Chronique

Anna Webber

Clockwise

Anna Webber (ts, fl), Jeremy Viner (ts, cl) Jacob Garchik (tb), Christopher Hoffman (cello), Matt Mitchell (p), Chris Tordini (b), Ches Smith (dms, vib, perc)

Repérée en Europe aux côtés de John Hollenbeck et de Harris Eisenstadt, la jeune multianchiste Anna Webber est l’une des sensations à venir de la scène new-yorkaise où elle s’est installée. Non qu’il s’agisse d’une inconnue : Percussive Mechanics paru en 2013 chez Pirouet avait déjà fait sensation. Mais la maîtrise de Clockwise est de nature à marquer durablement les esprits.
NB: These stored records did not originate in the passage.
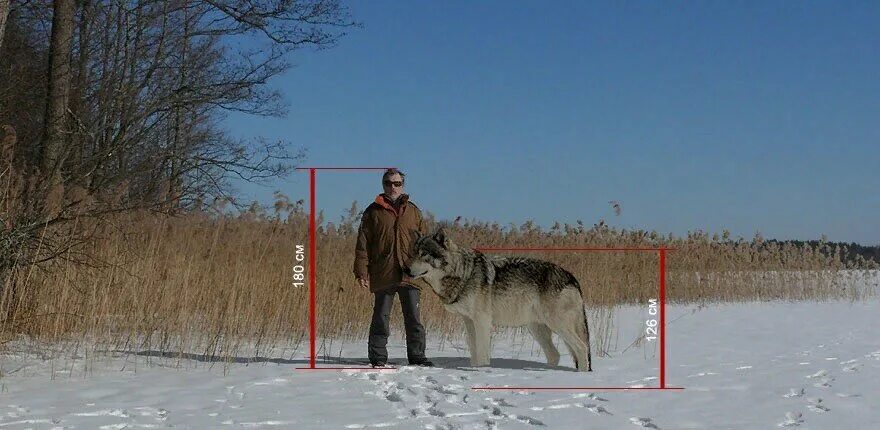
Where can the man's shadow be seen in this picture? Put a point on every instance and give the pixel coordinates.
(457, 363)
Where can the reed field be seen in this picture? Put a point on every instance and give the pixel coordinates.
(222, 286)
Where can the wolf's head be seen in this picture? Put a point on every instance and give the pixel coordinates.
(432, 256)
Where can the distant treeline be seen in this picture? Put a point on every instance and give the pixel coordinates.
(850, 251)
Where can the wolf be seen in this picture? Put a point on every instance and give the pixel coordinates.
(507, 291)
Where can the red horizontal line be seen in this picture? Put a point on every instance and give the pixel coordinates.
(574, 249)
(346, 368)
(576, 388)
(344, 168)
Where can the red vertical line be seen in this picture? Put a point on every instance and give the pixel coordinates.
(312, 268)
(662, 318)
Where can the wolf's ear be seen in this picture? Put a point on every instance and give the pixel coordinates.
(441, 238)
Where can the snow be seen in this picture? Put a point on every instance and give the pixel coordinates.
(751, 365)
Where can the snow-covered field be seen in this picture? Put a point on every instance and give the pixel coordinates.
(743, 366)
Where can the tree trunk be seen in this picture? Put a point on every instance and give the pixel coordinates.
(4, 12)
(55, 129)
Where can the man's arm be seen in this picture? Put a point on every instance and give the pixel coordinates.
(423, 227)
(361, 259)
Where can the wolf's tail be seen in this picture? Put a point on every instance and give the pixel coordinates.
(589, 354)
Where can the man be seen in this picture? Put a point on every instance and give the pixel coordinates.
(388, 229)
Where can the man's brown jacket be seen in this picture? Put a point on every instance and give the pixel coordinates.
(385, 239)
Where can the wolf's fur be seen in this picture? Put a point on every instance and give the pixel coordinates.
(512, 292)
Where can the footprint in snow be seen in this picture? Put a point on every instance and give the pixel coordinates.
(794, 393)
(498, 401)
(818, 374)
(815, 405)
(643, 422)
(591, 396)
(824, 382)
(792, 419)
(596, 409)
(702, 374)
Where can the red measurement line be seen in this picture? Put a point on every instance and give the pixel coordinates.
(344, 168)
(662, 318)
(346, 368)
(573, 249)
(312, 272)
(575, 388)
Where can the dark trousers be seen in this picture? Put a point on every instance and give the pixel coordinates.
(379, 327)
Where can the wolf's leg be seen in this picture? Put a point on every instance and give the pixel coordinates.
(574, 341)
(471, 333)
(542, 334)
(482, 341)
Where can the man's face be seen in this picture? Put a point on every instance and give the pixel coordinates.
(393, 186)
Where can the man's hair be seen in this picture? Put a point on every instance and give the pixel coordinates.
(391, 172)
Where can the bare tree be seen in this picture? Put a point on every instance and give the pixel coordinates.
(4, 13)
(55, 131)
(136, 92)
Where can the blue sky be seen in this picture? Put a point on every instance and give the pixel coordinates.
(746, 116)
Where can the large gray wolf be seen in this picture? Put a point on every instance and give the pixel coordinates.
(514, 291)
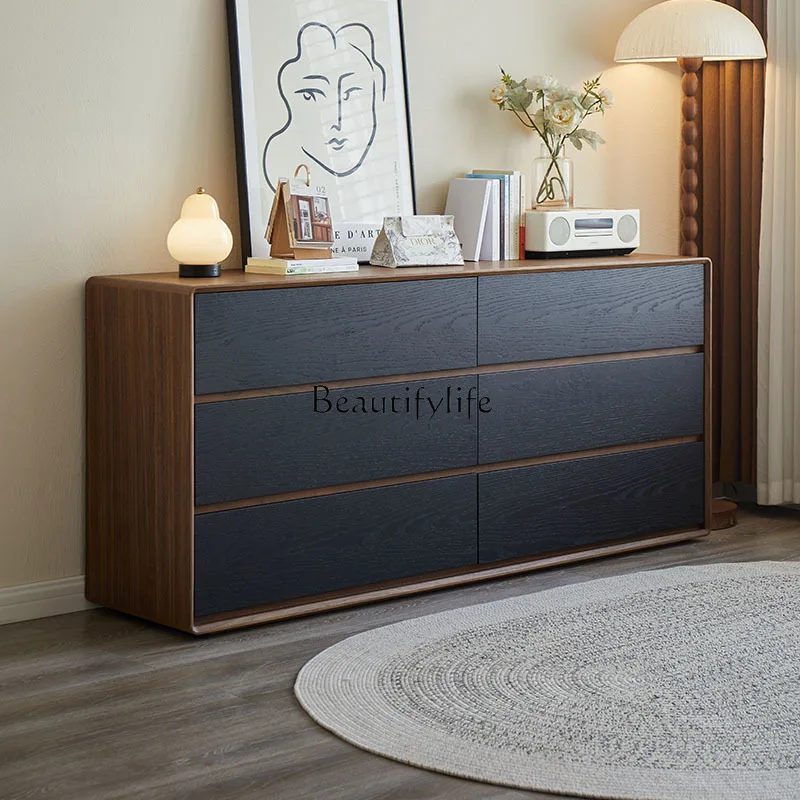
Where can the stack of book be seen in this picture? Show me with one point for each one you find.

D’abord parce que la flûtiste (qui ne dédaigne pas d’emboucher un saxophone ténor) propose une musique où l’écriture très précise laisse beaucoup de place à la liberté du septet. Ainsi, « Idiom II », qui s’ouvre sur une belle alchimie de soufflants entre Webber et Jeremy Viner ponctuée par l’insatiable trombone de Jacob Garchik, forme une pâte orchestrale des plus fines que façonne à l’envi une base rythmique protéiforme. Aux côtés du très musical percussionniste Ches Smith, le contrebassiste Chris Tordini (lui aussi un proche de Hollenbeck) joue tout en évitement, comme une danse subtile avec le violoncelle de Christoffer Hoffmann.
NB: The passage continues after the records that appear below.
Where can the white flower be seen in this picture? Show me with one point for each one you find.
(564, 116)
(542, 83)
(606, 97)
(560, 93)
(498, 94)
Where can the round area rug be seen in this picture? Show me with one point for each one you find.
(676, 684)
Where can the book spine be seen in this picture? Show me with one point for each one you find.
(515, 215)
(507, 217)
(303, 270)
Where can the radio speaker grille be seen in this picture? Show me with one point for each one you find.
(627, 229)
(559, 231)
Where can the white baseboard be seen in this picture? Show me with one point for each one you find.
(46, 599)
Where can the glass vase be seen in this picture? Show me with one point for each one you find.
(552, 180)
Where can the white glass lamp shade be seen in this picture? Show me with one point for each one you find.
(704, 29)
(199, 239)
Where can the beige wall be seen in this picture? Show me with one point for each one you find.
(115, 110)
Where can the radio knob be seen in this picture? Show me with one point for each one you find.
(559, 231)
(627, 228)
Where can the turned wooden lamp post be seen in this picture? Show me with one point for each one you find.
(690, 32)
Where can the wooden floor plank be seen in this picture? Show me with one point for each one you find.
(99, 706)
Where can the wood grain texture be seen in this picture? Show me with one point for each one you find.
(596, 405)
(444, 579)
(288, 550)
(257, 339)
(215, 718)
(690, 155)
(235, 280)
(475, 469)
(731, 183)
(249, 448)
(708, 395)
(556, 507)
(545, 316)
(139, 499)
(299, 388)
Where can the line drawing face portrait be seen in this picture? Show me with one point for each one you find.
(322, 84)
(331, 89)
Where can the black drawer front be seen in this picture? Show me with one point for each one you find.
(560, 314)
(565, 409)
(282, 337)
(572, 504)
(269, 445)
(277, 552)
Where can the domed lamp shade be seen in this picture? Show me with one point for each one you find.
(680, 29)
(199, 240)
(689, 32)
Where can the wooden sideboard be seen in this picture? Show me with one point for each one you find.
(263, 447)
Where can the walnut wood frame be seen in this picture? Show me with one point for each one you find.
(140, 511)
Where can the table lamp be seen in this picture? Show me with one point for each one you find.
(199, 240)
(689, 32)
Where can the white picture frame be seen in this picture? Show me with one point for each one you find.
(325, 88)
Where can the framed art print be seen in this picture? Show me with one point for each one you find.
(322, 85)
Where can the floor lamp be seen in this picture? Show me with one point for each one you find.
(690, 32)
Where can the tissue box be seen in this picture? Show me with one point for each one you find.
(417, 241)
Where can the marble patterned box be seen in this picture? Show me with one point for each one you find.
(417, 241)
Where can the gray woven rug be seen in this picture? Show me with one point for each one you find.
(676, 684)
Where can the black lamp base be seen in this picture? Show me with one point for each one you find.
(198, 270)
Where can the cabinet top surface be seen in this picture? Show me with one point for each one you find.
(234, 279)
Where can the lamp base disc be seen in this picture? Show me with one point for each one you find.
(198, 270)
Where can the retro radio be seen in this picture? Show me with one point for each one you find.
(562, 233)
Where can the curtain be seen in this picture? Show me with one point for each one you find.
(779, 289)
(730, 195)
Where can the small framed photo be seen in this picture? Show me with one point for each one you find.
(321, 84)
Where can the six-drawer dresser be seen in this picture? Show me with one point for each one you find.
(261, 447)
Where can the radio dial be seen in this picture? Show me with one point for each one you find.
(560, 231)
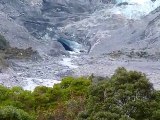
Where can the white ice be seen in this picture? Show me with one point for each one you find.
(136, 8)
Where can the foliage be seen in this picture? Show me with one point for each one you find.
(12, 113)
(127, 95)
(3, 43)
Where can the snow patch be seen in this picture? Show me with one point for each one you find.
(136, 8)
(68, 62)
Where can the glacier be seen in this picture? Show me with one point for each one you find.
(136, 8)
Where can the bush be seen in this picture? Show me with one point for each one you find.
(3, 43)
(12, 113)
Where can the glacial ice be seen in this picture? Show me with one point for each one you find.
(136, 8)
C’est peut-être dans cette opiniâtre volonté de maintenir une unité commune et un rôle dévolu à chacun que réside la sensation d’une mécanique implacable dans la musique de Webber. Même dans le long « King of Denmark I », où la flûte semble glisser sur un orchestre chahuteur, une organisation se dessine dans le chaos : d’abord sur les cordes étouffées du piano de Matt Michell, qu’on a entendu avec Tim Berne, puis dans les lignes parallèles empruntées par les vents et les cordes. Même dans le court mais magnifique « Hologram Best », alors que le ténor s’avance seul en claquant de tous ses tampons, piano et batterie parviennent rapidement à articuler une forme extrêmement régulière, comme un mouvement perpétuel.

C’est la motivation de Clockwise, qui désigne le sens des aiguilles d’une montre. « Array » en montre l’aspect le plus inexorable, avec la clarinette de Viner et le trombone de Garchik qui viennent se mêler à la rythmique de la batterie de Smith. La régularité, troublante d’abord, permet aux autres musiciens d’offrir de la profondeur avec quelques notes, dans une véritable tradition de dialogue avec la musique contemporaine. Là aussi, c’est la capacité à jouer avec toute une palette de timbres qui permet à Anna Webber de disposer d’un choix ample dans les directions à prendre, quand bien même cela serait à rebours. C’est ce qui la rapproche indubitablement de John Hollenbeck, auquel on pense régulièrement dans cet album d’une virtuosité sans apprêt servi par de grands musiciens. Une voix qui compte, et pour longtemps.